HAROLD GARFINKEL (1917–2011)

IM KONTEXT

SCHWERPUNKT

Ethnomethodologie

WICHTIGE DATEN

1895 Émile Durkheim befürwortet in seiner Schrift Die Regeln der soziologischen Methode eine strikt naturwissenschaftliche Methode für die Sozialwissenschaften.

1921/22 Max Webers methodologischer Individualismus wird in seinem posthum veröffentlichten Werk Wirtschaft und Gesellschaft erläutert.

1937 Talcott Parsons formuliert in The Structure of Social Action eine kohärente Gesellschaftstheorie.

1967 Harold Garfinkel veröffentlicht seine Studies in Ethnomethodology.

1976 Anthony Giddens baut in seinem Buch Interpretative Soziologie Ideen aus Garfinkels Ethnomethodologie in seine Darstellung der Soziologie mit ein.

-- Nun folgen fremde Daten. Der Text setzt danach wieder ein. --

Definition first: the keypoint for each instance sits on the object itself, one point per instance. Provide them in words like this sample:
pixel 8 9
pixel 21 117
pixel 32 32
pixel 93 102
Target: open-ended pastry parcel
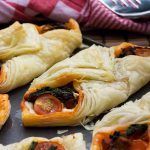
pixel 26 52
pixel 77 89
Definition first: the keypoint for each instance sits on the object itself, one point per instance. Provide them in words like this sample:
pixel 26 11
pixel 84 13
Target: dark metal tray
pixel 13 130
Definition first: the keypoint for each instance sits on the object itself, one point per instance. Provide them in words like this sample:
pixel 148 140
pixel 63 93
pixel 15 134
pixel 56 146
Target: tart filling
pixel 50 100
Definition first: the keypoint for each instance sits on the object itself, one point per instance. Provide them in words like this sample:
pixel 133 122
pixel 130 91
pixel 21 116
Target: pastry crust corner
pixel 4 108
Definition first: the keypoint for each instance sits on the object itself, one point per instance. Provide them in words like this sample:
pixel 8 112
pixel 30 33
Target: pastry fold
pixel 132 115
pixel 69 142
pixel 18 39
pixel 100 82
pixel 4 109
pixel 37 52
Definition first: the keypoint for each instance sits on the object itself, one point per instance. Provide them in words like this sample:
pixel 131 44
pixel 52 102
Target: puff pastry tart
pixel 4 109
pixel 70 142
pixel 34 52
pixel 77 89
pixel 124 128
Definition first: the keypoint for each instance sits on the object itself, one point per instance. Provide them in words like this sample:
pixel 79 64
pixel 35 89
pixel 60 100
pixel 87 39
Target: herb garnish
pixel 63 93
pixel 53 147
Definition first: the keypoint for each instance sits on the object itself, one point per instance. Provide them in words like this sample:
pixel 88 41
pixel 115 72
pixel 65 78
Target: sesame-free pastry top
pixel 4 109
pixel 70 142
pixel 28 50
pixel 124 128
pixel 79 88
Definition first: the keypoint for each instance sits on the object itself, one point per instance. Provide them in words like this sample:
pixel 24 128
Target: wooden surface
pixel 111 38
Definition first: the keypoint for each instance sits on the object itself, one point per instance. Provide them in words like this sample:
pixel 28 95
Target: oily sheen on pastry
pixel 26 54
pixel 77 89
pixel 126 127
pixel 69 142
pixel 4 109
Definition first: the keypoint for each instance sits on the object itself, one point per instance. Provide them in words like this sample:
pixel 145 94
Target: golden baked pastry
pixel 77 89
pixel 4 109
pixel 69 142
pixel 27 54
pixel 126 127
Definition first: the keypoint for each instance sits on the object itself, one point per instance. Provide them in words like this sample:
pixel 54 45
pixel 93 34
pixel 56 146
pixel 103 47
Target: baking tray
pixel 13 130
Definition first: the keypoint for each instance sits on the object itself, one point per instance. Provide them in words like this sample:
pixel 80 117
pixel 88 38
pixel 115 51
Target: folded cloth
pixel 108 14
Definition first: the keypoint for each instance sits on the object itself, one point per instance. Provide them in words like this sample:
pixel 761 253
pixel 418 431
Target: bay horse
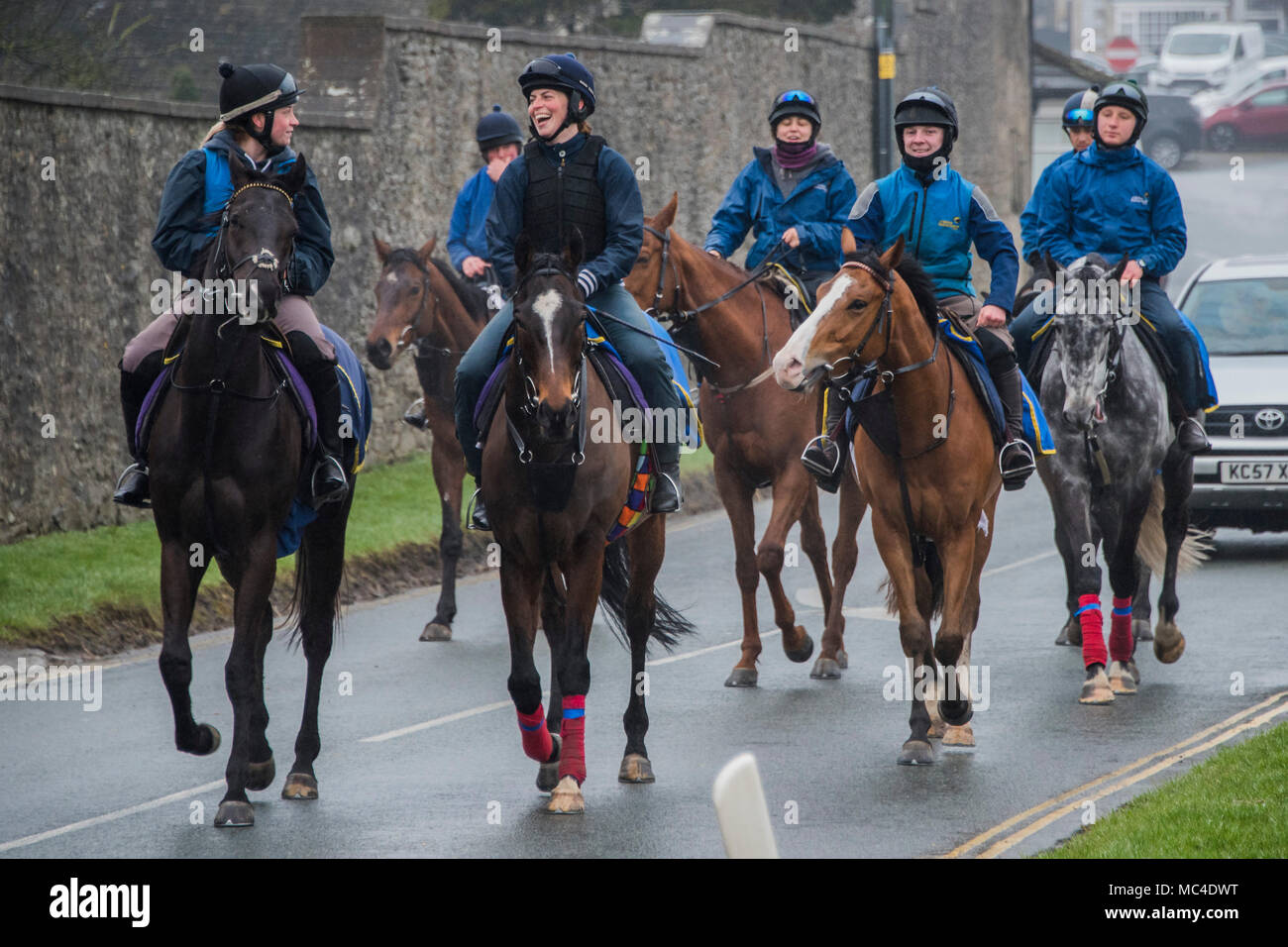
pixel 1117 479
pixel 932 500
pixel 226 455
pixel 423 304
pixel 756 432
pixel 553 497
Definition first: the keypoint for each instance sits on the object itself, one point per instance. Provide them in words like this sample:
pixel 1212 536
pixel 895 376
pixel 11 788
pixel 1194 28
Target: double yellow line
pixel 1019 827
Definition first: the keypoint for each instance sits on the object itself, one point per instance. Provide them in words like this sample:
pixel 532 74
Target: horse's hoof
pixel 259 776
pixel 1168 642
pixel 742 677
pixel 300 787
pixel 1121 680
pixel 567 797
pixel 803 654
pixel 1070 633
pixel 235 814
pixel 548 774
pixel 1095 689
pixel 825 669
pixel 635 768
pixel 915 753
pixel 437 631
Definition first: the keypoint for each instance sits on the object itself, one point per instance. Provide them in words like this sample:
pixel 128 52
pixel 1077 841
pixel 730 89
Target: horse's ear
pixel 848 245
pixel 665 218
pixel 522 253
pixel 890 258
pixel 575 252
pixel 292 182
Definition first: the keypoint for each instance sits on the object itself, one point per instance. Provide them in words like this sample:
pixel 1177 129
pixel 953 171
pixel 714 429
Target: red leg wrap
pixel 536 736
pixel 1093 631
pixel 572 735
pixel 1120 630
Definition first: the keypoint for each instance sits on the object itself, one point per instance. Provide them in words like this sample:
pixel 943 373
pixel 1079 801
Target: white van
pixel 1206 55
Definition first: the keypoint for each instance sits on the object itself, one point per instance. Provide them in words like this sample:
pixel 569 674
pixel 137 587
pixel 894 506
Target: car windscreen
pixel 1240 317
pixel 1198 44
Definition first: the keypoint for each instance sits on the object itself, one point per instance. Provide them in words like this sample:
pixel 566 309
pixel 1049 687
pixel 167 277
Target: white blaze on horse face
pixel 797 350
pixel 548 305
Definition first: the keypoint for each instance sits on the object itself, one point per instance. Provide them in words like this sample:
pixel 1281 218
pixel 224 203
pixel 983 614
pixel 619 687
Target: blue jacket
pixel 623 231
pixel 1033 209
pixel 815 208
pixel 468 236
pixel 939 219
pixel 185 222
pixel 1113 202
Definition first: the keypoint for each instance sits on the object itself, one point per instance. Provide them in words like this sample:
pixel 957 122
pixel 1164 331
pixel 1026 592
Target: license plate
pixel 1253 472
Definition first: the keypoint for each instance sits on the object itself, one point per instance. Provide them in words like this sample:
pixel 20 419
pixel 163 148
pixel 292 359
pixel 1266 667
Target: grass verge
pixel 1232 805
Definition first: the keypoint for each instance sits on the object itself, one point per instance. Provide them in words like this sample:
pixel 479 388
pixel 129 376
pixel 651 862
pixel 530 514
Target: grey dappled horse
pixel 1117 479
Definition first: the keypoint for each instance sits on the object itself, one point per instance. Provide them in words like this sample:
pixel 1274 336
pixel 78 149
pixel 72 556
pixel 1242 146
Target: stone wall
pixel 387 128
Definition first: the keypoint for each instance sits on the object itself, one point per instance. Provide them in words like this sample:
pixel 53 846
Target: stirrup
pixel 1016 476
pixel 415 415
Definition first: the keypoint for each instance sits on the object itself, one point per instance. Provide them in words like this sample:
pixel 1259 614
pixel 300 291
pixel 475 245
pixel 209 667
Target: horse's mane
pixel 911 270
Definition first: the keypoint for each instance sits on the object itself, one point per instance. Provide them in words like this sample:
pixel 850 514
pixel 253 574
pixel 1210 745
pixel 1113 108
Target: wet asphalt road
pixel 825 749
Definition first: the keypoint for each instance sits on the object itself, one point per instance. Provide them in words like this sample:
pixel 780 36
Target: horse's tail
pixel 932 577
pixel 669 625
pixel 1151 543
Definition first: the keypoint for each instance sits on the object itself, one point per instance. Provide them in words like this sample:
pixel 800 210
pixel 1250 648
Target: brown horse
pixel 553 497
pixel 756 431
pixel 932 496
pixel 421 303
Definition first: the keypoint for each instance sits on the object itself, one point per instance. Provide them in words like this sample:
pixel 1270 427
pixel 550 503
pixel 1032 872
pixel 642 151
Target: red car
pixel 1260 116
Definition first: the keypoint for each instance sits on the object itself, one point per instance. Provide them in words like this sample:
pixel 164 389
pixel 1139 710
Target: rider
pixel 257 106
pixel 498 140
pixel 940 214
pixel 1116 201
pixel 1077 120
pixel 797 193
pixel 571 178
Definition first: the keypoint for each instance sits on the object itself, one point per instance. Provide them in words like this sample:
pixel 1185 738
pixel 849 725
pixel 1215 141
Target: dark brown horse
pixel 553 496
pixel 932 496
pixel 226 455
pixel 756 431
pixel 421 303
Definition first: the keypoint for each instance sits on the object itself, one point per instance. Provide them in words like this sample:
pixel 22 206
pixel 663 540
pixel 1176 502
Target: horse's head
pixel 850 322
pixel 549 339
pixel 406 300
pixel 257 235
pixel 653 277
pixel 1087 329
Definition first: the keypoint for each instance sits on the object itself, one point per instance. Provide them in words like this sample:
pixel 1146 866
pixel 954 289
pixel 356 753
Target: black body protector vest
pixel 559 198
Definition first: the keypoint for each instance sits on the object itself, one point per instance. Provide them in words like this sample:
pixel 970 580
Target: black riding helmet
pixel 248 90
pixel 494 129
pixel 926 106
pixel 797 102
pixel 1077 112
pixel 1129 97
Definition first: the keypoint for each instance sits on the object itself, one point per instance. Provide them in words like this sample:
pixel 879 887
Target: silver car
pixel 1240 308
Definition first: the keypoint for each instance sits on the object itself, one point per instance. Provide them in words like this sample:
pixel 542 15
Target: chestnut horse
pixel 421 303
pixel 553 495
pixel 932 500
pixel 756 431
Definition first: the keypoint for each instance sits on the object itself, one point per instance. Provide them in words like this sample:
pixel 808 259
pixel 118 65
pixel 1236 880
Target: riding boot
pixel 133 487
pixel 1016 460
pixel 823 457
pixel 1190 436
pixel 327 482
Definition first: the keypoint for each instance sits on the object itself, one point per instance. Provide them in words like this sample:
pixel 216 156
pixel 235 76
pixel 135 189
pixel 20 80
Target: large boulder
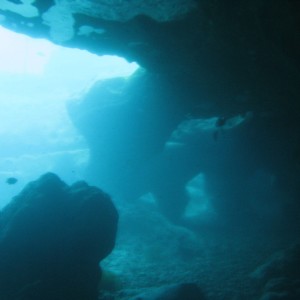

In den 1930er-Jahren startete der US-Soziologe Talcott Parsons ein Projekt, in dem er die verschiedenen Strömungen innerhalb der Soziologie in einer einzigen, kohärenten Theorie zusammenführen wollte. Sein Buch The Structure of Social Action (1937) vereint Ideen von Max Weber, Émile Durkheim und anderen und stellt den Versuch einer universalen Methodologie der Soziologie dar.

Einer seiner zahlreichen Anhänger wurde sein Student Harold Garfinkel. Dieser interessierte sich indes weniger für die »große Theorie« seines Meisters als vielmehr für dessen Idee, die Wurzeln der Gesellschaftsordnung (statt ihre Veränderung) zu untersuchen, und dabei auch für seine Forschungsmethoden.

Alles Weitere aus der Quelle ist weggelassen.